Re: Add ZSON extension to /contrib/

Andrew Dunstan Tue, 25 May 2021 13:08:48 -0700


On 5/25/21 6:55 AM, Aleksander Alekseev wrote:
> Hi hackers,
>
> Back in 2016 while being at PostgresPro I developed the ZSON extension
> [1]. The extension introduces the new ZSON type, which is 100%
> compatible with JSONB but uses a shared dictionary of strings most
> frequently used in given JSONB documents for compression. These
> strings are replaced with integer IDs. Afterward, PGLZ (and now LZ4)
> applies if the document is large enough by common PostgreSQL logic.
> Under certain conditions (many large documents), this saves disk
> space, memory and increases the overall performance. More details can
> be found in README on GitHub.
>
> The extension was accepted warmly and instantaneously I got several
> requests to submit it to /contrib/ so people using Amazon RDS and
> similar services could enjoy it too. Back then I was not sure if the
> extension is mature enough and if it lacks any additional features
> required to solve the real-world problems of the users. Time showed,
> however, that people are happy with the extension as it is.
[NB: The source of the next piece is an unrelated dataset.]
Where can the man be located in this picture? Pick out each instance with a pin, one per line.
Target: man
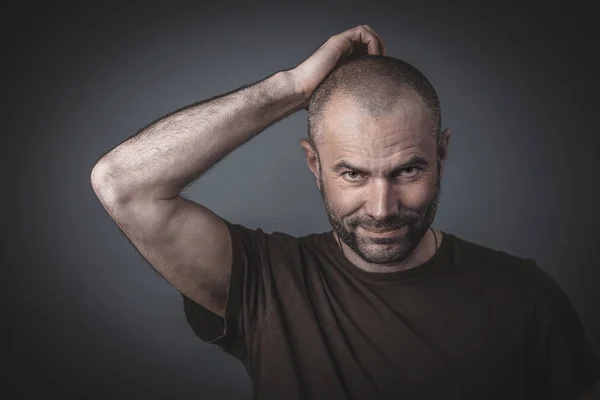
(381, 307)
There were
> several minor issues discovered, but they were fixed back in 2017. The
> extension never experienced any compatibility problems with the next
> major release of PostgreSQL.
>
> So my question is if the community may consider adding ZSON to
> /contrib/. If this is the case I will add this thread to the nearest
> CF and submit a corresponding patch.
>
> [1]: https://github.com/postgrespro/zson
> <https://github.com/postgrespro/zson>
>
We (2ndQuadrant, now part of EDB) made some enhancements to Zson a few years 
ago, and I have permission to contribute those if this proposal is adopted. 
From the readme:


1. There is an option to make zson_learn only process object keys,
rather than field values.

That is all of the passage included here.